We both reassured her that we’d still cuddle plenty.
I had come to terms with *me* being the one to cut it off, if she hadn’t weaned herself by then. I knew I would feel sadness over that part of our relationship no longer existing but I was okay with that. But now I feel like my body has let me down, us down. And that has caused me tremendous sadness. Having to tell her that mama’s milk went bye-bye breaks my heart every time.
5 responses so far ↓
1 jen // Jan 2, 2007 at 10:45 am
aww tricia, my heart just breaks for you! i’m glad you wrote about it though, it’ll help get you through it. How sad that you are so sad to be done nursing.
((hugs))
2 Lisanne // Jan 2, 2007 at 2:41 pm
I’m sitting here with tears in my eyes for you! I am so sorry that things ended unexpectedly ~ not the way that you had expected. Hugs!!!
3 Amy W // Jan 2, 2007 at 6:58 pm
Sorry that nursing did not end on your terms. I can’t imagine how hard it is on both of you to have it end so abruptly. I hope that you will be able to establish some new routines to help you get through it.
4 Cory // Jan 2, 2007 at 11:19 pm
Ya know Tricia…I will be honest, nursing was never something that appealed to me personally. And although I’ve heard and read a great many women talk about the bonding and reward of it, (the benefits, etc.) it still never was something that I felt the urge to do. But omgosh…reading your entry, and the heartbreak you and E feel…gave me tears in my eyes!!! I’m so sorry that it had to end this way for you…it sucks when things aren’t what we expect or planned. I’m so sorry that you feel like you’re letting E down…in your head I know you know it’s not your fault (if ever there was a champion bf’er, it’s you!
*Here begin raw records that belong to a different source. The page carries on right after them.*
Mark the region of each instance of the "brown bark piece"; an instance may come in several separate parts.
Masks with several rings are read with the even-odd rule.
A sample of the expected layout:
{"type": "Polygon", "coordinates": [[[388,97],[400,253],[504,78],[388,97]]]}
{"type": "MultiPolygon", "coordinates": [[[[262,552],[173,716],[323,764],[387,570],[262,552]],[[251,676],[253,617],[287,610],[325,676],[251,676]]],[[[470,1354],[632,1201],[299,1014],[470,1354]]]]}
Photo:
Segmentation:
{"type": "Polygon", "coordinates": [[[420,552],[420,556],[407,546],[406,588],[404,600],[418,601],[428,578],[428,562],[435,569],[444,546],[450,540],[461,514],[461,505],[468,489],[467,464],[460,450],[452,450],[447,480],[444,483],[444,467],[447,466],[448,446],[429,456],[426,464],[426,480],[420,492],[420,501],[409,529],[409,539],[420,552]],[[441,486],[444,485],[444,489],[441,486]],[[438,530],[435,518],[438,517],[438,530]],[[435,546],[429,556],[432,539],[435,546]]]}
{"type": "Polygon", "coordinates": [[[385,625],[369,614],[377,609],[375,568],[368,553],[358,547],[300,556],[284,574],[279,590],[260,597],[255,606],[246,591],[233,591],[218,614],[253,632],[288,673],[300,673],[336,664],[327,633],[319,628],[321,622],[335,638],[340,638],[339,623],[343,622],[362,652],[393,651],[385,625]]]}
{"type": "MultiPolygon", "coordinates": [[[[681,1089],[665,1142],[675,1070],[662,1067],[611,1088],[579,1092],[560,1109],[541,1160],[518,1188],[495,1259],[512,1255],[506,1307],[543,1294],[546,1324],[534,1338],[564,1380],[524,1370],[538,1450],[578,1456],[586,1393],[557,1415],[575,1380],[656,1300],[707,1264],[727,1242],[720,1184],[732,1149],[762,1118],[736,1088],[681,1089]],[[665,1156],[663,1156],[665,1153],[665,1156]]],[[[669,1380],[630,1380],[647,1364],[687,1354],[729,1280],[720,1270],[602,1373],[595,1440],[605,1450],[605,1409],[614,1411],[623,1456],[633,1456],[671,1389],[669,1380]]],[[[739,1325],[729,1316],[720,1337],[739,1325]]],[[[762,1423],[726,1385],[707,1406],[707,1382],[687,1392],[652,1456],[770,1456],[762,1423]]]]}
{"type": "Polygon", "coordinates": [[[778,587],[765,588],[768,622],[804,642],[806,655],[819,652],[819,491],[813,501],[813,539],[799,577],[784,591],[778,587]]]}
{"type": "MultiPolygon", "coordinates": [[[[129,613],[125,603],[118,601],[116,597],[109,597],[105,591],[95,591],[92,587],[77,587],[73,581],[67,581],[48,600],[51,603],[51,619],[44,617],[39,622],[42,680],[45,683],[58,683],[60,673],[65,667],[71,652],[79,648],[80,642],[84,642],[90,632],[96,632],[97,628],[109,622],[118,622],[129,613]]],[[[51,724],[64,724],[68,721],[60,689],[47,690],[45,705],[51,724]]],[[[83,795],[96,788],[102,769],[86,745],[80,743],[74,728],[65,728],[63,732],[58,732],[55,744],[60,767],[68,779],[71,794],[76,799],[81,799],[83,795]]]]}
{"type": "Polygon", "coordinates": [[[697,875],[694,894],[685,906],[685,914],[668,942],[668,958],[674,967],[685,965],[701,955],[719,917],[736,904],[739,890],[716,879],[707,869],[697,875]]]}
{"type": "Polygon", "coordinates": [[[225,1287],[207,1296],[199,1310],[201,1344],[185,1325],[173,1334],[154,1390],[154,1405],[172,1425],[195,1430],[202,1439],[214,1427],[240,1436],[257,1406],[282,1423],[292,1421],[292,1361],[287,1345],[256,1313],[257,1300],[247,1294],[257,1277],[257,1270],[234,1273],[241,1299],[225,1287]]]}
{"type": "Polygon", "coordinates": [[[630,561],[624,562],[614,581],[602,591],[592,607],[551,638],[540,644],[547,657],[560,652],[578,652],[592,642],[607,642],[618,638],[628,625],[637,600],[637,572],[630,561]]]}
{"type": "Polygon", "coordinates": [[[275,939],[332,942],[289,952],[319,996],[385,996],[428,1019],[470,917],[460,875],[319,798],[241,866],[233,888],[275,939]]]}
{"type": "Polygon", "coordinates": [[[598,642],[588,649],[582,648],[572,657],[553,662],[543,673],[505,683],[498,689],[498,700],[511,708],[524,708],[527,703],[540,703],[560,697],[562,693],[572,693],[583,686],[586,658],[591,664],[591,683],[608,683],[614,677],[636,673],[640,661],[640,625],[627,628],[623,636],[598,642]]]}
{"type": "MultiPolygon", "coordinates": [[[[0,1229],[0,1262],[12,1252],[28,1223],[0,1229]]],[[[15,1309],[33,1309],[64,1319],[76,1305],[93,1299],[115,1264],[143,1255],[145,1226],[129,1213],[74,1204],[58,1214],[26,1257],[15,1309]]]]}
) but I’m sure telling that to your heart is a different story. I think what Amy said was good…establishing new routines (while not the same type of bonding as nursing, but can still be just as close) for naptime, comfort, and bedtime is a good idea, and a step in the right direction. I hope you and E, and your hearts, are able to get over this bump soon. Many hugs to you…and sorry this turned out to be a book!! xoxo
5 Vicki // Jan 5, 2007 at 2:11 am
Oh Tricia, my heart just breaks for you and for Elizabeth. I know how hard this must be for the both of you, and while I know that things will be OK, and you will establish new routines and all that, it is still sad, and hard and all that. Hugs! Just remember that all the bonding you’ve done can not be taken away and that you will still continue to bond with your precious little girl. That is not going to change, even if the ways do. And remember that we are here to listen.